同じくPPTを使って、本文にできてた内容を活用したコミュニケーション活動もしばしば行われました。スライドにキューとなる語句や絵を提示しながらざっと解説と確認をして、それを元にペアやグループでやり取りする活動です。その間、先生は教室内を回りながら受講生の質問に答えたり、やり取りを聞きながら必要なところで修正をしたりしていました。

PPTの代わりに、印刷してカードに切り出したものを使ったり、語句の場合には短冊に切り出したものを使うこともよくありました。これは一見アナログ的に感じますが、ペアやグループで紙の情報を移動したり並べ替えたりしながら協力して学習できる大きなメリットがあります。デジタルツールを使い始めると、何でもデジタルツールでこなしてしまう傾向がありますが、印刷物の長所を活かした活動だったと思います。
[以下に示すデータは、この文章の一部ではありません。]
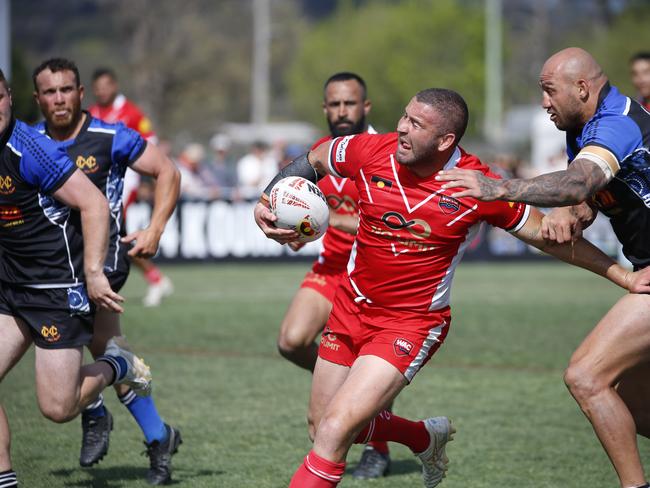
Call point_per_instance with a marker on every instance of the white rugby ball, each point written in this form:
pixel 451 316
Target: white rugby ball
pixel 300 205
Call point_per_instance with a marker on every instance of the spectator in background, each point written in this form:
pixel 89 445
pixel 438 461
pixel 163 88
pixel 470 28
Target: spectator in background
pixel 506 165
pixel 220 171
pixel 640 73
pixel 255 170
pixel 193 184
pixel 291 152
pixel 112 106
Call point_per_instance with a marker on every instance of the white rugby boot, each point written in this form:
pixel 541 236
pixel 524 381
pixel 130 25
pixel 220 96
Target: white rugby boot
pixel 138 374
pixel 434 460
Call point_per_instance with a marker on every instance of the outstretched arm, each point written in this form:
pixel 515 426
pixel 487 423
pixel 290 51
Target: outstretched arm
pixel 574 185
pixel 584 254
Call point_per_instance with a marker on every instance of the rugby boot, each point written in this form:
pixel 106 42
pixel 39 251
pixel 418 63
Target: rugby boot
pixel 160 457
pixel 434 460
pixel 138 375
pixel 95 437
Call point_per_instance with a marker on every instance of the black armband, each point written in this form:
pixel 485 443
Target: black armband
pixel 298 167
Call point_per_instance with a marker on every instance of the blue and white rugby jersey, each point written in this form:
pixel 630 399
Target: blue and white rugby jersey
pixel 621 128
pixel 38 246
pixel 103 152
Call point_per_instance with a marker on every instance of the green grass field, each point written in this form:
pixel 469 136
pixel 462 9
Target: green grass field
pixel 241 407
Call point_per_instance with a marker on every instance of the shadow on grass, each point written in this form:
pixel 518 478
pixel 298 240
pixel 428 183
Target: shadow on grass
pixel 397 467
pixel 116 475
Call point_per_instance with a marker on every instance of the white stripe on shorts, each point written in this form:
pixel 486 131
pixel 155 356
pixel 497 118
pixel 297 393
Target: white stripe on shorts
pixel 423 353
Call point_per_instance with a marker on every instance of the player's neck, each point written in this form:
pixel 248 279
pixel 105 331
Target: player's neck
pixel 69 132
pixel 427 168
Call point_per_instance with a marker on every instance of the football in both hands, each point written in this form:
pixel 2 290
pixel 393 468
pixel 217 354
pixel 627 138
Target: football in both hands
pixel 300 205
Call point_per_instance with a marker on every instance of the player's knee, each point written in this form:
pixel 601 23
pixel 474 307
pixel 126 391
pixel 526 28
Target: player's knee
pixel 333 429
pixel 57 411
pixel 581 382
pixel 311 426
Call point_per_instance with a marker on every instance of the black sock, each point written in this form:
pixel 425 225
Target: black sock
pixel 8 479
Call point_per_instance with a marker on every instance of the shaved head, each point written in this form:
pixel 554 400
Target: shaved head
pixel 574 64
pixel 571 81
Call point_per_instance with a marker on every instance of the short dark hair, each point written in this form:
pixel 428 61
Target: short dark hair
pixel 55 65
pixel 451 105
pixel 347 76
pixel 104 71
pixel 640 56
pixel 3 80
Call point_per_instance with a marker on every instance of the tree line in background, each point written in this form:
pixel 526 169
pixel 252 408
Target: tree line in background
pixel 188 64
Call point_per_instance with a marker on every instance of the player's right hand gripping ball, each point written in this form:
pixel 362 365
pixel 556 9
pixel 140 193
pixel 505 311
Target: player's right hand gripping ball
pixel 300 205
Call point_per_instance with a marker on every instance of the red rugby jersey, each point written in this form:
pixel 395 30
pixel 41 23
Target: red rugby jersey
pixel 342 196
pixel 412 234
pixel 127 112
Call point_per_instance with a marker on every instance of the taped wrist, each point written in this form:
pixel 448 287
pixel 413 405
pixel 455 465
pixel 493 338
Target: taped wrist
pixel 298 167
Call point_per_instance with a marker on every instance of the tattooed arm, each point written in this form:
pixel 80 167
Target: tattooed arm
pixel 569 187
pixel 584 254
pixel 564 224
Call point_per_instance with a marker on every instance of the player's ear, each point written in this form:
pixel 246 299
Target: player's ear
pixel 583 89
pixel 367 105
pixel 446 141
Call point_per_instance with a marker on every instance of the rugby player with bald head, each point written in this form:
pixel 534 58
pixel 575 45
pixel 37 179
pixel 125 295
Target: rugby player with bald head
pixel 608 139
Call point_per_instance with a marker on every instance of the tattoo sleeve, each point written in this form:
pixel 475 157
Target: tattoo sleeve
pixel 558 189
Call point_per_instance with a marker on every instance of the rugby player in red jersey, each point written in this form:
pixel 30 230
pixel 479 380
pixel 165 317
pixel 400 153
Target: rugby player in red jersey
pixel 112 107
pixel 346 107
pixel 393 313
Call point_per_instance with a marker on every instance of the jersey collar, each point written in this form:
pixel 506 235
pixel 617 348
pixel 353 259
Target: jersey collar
pixel 8 131
pixel 604 91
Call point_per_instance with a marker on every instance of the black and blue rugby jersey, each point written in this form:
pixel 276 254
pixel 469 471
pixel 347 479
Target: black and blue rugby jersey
pixel 38 246
pixel 622 126
pixel 103 152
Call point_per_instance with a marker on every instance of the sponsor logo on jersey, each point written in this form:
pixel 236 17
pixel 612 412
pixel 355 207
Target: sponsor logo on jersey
pixel 11 216
pixel 418 228
pixel 51 333
pixel 144 126
pixel 328 340
pixel 402 347
pixel 382 183
pixel 6 185
pixel 344 204
pixel 87 165
pixel 448 205
pixel 342 148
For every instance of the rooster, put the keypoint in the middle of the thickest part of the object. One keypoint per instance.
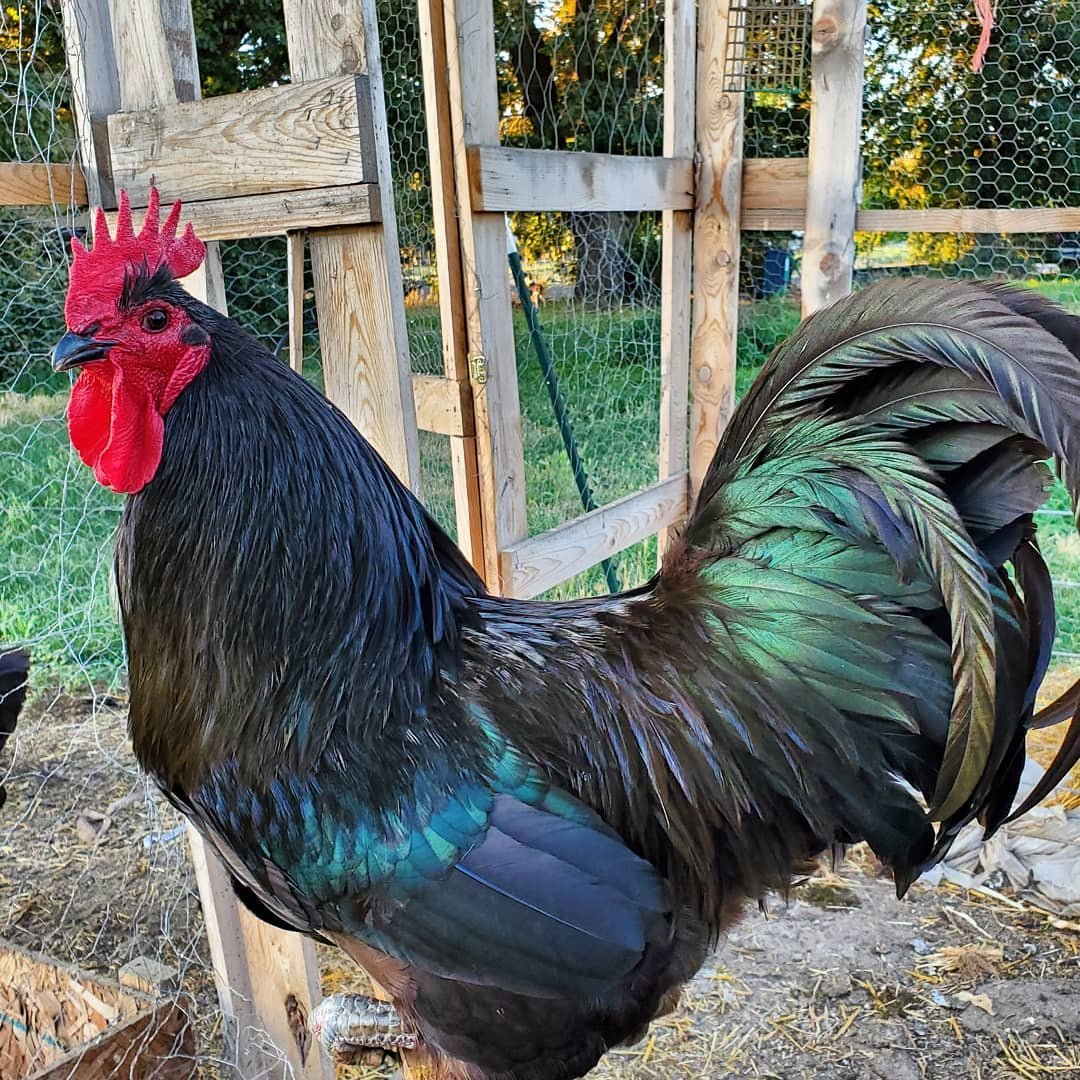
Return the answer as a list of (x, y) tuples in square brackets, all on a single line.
[(14, 667), (530, 821)]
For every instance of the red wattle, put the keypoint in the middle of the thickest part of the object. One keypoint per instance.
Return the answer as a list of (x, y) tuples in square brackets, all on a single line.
[(116, 429)]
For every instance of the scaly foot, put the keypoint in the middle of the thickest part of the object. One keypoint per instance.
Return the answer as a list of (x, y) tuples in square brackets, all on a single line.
[(354, 1029)]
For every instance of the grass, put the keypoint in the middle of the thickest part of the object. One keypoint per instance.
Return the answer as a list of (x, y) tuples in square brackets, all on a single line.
[(56, 523)]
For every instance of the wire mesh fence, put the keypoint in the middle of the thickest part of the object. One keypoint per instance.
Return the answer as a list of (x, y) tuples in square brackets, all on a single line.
[(588, 77), (94, 869)]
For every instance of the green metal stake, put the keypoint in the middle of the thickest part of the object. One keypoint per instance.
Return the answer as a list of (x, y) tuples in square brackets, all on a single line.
[(557, 401)]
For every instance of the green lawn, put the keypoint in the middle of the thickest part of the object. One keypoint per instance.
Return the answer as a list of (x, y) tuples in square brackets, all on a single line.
[(56, 523)]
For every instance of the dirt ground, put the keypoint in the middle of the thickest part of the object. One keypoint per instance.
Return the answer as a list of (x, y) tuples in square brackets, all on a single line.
[(841, 983)]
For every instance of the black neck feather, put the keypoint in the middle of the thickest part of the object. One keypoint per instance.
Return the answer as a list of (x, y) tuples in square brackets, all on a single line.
[(282, 593)]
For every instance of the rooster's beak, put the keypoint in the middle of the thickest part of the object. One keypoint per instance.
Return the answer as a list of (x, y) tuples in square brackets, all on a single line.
[(72, 350)]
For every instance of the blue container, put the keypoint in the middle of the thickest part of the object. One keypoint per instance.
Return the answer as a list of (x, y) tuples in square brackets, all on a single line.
[(778, 271)]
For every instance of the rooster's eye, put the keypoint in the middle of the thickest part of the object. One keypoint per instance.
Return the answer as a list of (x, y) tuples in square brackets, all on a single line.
[(156, 320)]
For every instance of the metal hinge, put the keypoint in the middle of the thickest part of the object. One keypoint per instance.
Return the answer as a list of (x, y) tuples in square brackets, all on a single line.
[(477, 369)]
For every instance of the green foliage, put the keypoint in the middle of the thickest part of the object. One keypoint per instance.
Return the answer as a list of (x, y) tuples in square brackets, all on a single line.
[(241, 44), (35, 107), (939, 134)]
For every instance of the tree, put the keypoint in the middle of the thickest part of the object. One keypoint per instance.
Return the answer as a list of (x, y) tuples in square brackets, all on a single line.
[(586, 75), (939, 134)]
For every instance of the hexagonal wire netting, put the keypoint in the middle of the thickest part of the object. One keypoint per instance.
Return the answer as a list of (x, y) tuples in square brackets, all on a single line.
[(572, 76)]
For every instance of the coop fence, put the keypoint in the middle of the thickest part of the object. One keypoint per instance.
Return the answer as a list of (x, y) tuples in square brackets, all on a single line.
[(94, 868)]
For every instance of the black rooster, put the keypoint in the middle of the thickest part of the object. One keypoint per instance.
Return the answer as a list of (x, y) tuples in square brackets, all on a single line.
[(529, 821), (14, 667)]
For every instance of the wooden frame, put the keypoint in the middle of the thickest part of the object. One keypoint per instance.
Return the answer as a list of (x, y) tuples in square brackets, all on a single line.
[(676, 254), (473, 111), (540, 563), (716, 241), (282, 138), (508, 178), (834, 167), (464, 462)]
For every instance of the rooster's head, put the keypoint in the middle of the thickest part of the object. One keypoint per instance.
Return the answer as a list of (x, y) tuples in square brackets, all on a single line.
[(133, 333)]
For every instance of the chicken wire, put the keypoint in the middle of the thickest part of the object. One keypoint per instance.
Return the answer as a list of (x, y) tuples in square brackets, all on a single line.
[(102, 896), (940, 135), (586, 77)]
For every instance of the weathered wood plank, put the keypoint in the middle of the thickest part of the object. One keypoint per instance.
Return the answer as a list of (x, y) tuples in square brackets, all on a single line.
[(37, 184), (272, 215), (356, 271), (267, 981), (95, 90), (772, 220), (282, 138), (774, 184), (441, 404), (960, 219), (715, 242), (468, 507), (474, 118), (294, 258), (540, 563), (509, 178), (676, 245), (158, 1044), (143, 58), (260, 999), (1035, 219), (834, 166)]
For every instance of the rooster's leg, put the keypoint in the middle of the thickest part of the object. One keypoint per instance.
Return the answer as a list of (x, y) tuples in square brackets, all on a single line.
[(351, 1026)]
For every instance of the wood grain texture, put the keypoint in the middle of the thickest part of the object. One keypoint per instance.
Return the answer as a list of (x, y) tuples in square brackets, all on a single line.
[(283, 138), (272, 215), (441, 404), (294, 259), (468, 508), (256, 971), (835, 165), (95, 90), (508, 178), (253, 993), (676, 245), (24, 184), (61, 1022), (540, 563), (356, 272), (177, 21), (716, 242), (158, 1044), (474, 121), (774, 184), (142, 52)]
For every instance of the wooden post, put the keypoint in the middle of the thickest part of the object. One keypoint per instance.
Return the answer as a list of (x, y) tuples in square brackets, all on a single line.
[(123, 58), (95, 90), (451, 295), (493, 367), (676, 245), (356, 270), (718, 191), (828, 246)]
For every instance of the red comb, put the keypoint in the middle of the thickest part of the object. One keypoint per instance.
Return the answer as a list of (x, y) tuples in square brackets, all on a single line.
[(156, 244)]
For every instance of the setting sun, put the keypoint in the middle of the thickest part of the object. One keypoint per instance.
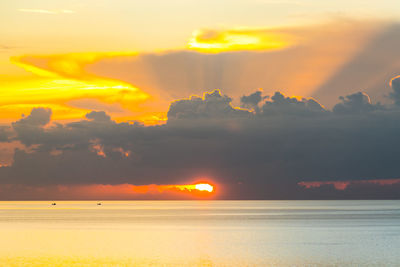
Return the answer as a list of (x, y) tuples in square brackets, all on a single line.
[(204, 187)]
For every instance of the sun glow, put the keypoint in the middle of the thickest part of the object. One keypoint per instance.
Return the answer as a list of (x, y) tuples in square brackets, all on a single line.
[(204, 187), (215, 41), (201, 190)]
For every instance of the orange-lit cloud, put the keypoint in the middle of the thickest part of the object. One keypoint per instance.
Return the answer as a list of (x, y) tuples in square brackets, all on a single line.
[(214, 41), (343, 185), (60, 82), (119, 191)]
フィンランドの教室には、これもやはり校種を問わず、黒板や白板とは別に、ポスタータイプの大判メモ(これについては過去の記事「Fläppitaulu(フリップボード)」で詳しく紹介しています)が備えてあります。教室前方の白板がスライドで占められていたり、ちょっとしたメモ的なことを黒板とは別に書き留めておいたりできるようになっていて、用紙がいっぱいになったらさっとめくり上げて次の紙に書けるようになっています。めくった紙を元に戻せばすぐに以前の情報を再提示できるので、黒板とは違う利点があります。
また、用紙は新聞紙を広げたくらいの大きさなので、その紙をグループごとに配布して書き込ませるような活動もできて便利です。今回の授業でも、本文をグループごとに割り当て、その範囲について質問を作らせる課題に活用していました。作ったポスター用紙をグループ間で交換して、本文全体の内容を協力して再生する活動としてまとめていました。